Diary

My Former Employers Fiscal Ineptitude

In my book I bash my former employer for financially incompetent. I give plenty of examples to support my claim that most of their managers and financial employees cannot run their own finances let alone the finances of a business unit. The only reason my former employer has a healthy financial standing is because they have sold off all but basically one business unit which brought in billions of dollars in cash. It is important to note the company had not created a new business entity since the new CEO and its cronies took over in 1996. They have torn down all of what the previous CEO created and today have very little to show for their predecessors achievements. Thus, they had cash in hand to squander and they have not disappointed. They purchased one company in 1997 for over 700 million and in less than 5 years the plant and business unit was dissolved. In 2000 they bought another company that had earnings of less than 250 million dollars a year for nearly 8 billion dollars. Nearly a decade later it is not hard to imagine that my former employer has not come close to breaking even on the purchase. Besides, my former employer always makes its major purchases when the economy is good so they pay a premium for the expenditure. Instead, if they had any financial fortitude they would make major purchases during a recession to get a discount. Not my former employer, they wait to make their purchases at a premium even though they have cash on hand to spend during a recession. I can think of two buildings in the last 10 years they started to construct, but never completed. They waste money like the government.

 

Today, I got more proof to support my claim that my former employer is financially stupid. They are suing Citigroup, BNY Capital Markets, and Morgan Stanley for 524 million lost in auction-rate securities. They claim Citi, BNY, and Morgan Stanley told them auction-rate securities are highly liquid and they mischaracterized the risk in these investments.

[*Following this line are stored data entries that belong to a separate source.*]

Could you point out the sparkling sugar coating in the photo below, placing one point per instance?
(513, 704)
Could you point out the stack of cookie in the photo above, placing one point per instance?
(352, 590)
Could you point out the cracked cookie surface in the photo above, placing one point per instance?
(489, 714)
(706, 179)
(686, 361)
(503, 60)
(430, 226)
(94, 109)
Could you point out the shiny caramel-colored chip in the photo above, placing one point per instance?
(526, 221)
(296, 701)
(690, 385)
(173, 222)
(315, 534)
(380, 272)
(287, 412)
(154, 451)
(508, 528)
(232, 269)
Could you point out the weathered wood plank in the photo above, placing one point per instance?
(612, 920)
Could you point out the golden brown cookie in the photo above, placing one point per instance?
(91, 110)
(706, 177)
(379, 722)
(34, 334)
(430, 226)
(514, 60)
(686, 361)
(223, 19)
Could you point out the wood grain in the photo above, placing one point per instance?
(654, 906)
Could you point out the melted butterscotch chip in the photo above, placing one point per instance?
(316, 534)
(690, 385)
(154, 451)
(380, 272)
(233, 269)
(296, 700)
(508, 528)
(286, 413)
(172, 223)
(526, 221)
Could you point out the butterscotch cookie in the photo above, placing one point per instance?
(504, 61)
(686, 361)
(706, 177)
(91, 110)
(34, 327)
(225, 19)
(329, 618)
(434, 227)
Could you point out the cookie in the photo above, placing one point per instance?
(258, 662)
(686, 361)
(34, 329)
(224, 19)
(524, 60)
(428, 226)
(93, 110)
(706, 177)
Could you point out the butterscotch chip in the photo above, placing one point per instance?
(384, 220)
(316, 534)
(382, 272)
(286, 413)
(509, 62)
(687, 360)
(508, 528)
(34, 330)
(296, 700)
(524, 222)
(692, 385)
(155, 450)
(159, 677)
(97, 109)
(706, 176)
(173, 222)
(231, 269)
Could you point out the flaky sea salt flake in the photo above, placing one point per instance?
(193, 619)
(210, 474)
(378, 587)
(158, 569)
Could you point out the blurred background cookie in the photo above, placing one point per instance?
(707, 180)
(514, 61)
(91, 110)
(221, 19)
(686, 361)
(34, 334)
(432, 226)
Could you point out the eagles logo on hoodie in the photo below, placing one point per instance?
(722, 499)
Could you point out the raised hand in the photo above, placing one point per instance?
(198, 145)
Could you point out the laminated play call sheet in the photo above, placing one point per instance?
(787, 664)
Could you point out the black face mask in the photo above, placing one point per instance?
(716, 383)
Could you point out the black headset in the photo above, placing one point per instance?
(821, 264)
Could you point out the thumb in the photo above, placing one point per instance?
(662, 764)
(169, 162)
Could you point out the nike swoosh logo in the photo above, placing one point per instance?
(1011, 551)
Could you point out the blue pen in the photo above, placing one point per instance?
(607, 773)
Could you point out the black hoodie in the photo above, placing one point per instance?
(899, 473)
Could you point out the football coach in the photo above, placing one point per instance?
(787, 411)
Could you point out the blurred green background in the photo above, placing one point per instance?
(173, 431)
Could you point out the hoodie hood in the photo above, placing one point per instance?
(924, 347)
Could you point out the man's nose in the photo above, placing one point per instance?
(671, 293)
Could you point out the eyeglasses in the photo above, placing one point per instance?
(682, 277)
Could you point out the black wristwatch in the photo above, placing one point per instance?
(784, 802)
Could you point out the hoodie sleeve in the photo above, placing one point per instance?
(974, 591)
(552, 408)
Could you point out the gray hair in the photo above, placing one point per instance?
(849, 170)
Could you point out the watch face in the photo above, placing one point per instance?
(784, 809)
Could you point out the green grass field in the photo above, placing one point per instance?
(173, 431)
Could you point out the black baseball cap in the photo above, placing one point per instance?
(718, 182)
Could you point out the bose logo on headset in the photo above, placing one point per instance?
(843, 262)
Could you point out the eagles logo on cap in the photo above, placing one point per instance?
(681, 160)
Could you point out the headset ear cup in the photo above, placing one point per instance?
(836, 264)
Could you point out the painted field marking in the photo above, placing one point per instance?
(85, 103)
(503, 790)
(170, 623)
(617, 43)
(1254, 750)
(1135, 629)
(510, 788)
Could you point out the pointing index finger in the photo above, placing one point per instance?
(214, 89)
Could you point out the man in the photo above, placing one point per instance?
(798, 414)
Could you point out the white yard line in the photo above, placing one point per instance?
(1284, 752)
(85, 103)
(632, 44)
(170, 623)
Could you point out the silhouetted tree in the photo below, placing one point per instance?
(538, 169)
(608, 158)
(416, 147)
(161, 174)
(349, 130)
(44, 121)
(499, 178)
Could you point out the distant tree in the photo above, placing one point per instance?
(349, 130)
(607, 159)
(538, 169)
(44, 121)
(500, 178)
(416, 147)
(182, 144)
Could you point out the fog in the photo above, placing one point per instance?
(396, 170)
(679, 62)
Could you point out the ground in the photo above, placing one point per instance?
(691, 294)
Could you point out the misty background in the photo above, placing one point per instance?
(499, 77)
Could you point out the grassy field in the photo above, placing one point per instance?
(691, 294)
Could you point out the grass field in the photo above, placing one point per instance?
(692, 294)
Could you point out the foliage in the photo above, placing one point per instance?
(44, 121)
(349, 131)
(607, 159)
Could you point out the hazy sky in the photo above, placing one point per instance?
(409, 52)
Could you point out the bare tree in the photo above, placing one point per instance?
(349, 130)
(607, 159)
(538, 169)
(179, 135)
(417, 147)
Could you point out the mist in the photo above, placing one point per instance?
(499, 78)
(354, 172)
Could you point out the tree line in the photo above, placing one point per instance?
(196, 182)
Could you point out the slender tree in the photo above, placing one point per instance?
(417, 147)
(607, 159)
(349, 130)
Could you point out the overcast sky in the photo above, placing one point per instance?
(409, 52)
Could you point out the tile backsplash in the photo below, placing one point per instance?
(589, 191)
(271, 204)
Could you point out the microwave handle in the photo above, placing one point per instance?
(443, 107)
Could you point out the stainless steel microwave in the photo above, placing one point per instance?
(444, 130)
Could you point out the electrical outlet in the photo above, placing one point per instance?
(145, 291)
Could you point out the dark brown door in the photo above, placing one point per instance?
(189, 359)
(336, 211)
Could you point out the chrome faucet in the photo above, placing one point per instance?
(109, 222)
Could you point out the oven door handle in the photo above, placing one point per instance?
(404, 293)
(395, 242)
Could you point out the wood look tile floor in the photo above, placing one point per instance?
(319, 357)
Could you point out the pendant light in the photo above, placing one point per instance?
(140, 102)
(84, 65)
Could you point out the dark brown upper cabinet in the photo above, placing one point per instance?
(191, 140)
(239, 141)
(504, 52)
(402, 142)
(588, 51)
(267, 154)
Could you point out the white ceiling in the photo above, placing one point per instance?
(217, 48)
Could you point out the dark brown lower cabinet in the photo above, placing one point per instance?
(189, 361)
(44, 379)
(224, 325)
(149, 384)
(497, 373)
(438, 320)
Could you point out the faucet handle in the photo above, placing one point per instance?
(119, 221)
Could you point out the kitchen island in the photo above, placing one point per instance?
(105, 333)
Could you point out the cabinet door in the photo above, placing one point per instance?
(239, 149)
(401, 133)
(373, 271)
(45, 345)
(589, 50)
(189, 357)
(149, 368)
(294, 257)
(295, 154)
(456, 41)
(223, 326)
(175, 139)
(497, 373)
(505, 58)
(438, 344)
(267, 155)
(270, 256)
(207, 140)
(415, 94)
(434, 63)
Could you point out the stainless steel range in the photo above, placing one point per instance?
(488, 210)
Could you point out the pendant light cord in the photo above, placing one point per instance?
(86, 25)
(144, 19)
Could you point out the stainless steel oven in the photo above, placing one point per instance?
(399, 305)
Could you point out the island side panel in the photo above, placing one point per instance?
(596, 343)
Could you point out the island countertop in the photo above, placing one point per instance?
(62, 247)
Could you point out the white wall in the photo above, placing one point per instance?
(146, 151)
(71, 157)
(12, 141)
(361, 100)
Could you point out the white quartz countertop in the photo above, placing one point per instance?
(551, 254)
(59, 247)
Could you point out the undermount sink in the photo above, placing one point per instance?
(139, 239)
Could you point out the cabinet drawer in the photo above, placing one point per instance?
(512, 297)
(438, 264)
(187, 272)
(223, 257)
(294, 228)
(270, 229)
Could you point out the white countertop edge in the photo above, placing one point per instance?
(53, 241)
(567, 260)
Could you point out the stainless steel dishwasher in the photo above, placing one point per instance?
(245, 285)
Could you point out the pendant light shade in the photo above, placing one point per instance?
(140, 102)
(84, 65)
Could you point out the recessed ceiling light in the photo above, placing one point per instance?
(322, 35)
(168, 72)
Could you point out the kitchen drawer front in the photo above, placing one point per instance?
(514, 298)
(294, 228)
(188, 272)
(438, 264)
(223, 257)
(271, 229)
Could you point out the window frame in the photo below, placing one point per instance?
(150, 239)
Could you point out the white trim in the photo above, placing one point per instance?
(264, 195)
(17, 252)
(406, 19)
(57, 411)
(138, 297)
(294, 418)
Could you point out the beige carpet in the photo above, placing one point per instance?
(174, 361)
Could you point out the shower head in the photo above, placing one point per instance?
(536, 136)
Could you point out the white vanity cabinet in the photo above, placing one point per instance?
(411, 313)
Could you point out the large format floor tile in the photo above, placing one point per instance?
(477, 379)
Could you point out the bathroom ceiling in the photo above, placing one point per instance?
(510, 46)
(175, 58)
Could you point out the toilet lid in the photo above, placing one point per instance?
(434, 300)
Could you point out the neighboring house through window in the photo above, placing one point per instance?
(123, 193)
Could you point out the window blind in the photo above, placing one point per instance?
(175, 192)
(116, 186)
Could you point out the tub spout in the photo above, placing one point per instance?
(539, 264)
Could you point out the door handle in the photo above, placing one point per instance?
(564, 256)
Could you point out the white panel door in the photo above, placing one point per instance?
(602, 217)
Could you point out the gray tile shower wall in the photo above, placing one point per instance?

This is a frivolous claim. Any competent company or person should research and investigate any investment. Supposedly, the auction-rate securities that my former employer invested were getting a 10 percent return before the auction-rate securities market crashed in February of 2008. Just as the morons that invested with Bernard Madoff’s Ponzi scheme discovered, if something looks to good to be true, then it probably is. I may not be the smartest guy, but I would never invest in anything that guarantees double digit returns and is completely liquid. It is simple commonsense that any investment is subject to a down turn. If the investment claims to be independent of the economy or the stock market, they are lying. It is that simple.  

 

My former employer fell into the same trap that other companies and individuals did over the past several years. They purchased into a financial bubble and let their greed get in the way of rationale or commonsense thinking. What my former employer did was no different than individuals who purchased homes they could not afford during the housing bubble and when the housing market collapsed they lost thousands. They too were greedy and not thinking rationally. My former employer was offered a guaranteed 10 percent and they could sell at anytime for a profit. Yes, it is too good to be true, and that market collapsed just as the Madoff Ponzi scheme did.

 

The taxpayers and the government owe my former employer nothing. The courts should throw out the case. My former employer should lick it wounds and hopefully learn a valuable lesson. I doubt they would learn anything because they are too arrogant to admit they were wrong. Some things never change. After all, if they felt the least bit responsible they would have not filed a lawsuit. I am tired of the government and courts rewarding financial idiots compensation at my expense. The bailouts have got to stop!